Fifty Years After Richard Posner’s ‘Economic Analysis of Law,’ The Economist Reviews the Impact of the Chicago School of Economics on American Justice

How Chicago school economists reshaped American justice

In recent years the antitrust division of America’s Department of Justice has gone on a crusade against corporate mergers, filing a record number of complaints in an attempt to stop the biggest businesses from getting even bigger. With few exceptions, these efforts have been thwarted by the courts. That it is so hard to get a judge to intervene in business reflects the work of an institution known more for its free-market influence on economics than the law: the University of Chicago.
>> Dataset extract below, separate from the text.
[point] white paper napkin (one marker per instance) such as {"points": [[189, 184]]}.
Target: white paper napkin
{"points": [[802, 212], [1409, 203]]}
Fifty years ago this autumn Richard Posner, a federal judge and Chicago scholar, published his “Economic Analysis of Law”. Now in its 9th edition, the book set off an avalanche of ideas from Chicago school economists, including Gary Becker, Ronald Coase and Milton Friedman, which passed into the folios of America’s judges and lawyers. The “law-and-economics” movement made the courts more reasoned and rigorous. It also changed the verdicts judges handed out. Research has found that those exposed to its ideas are more opposed to regulators and less likely to enforce antitrust laws, and tend to impose prison terms more often and for longer.

Links between economics and the law have long been studied. In “Leviathan”, published in 1651, Thomas Hobbes wrote that secure property rights, which are needed for a system of economic exchange, are a legal fiction that emerged only with the modern state. By the late 19th century, legal fields that overlapped with economics, such as matters of taxation, were being analysed by economists.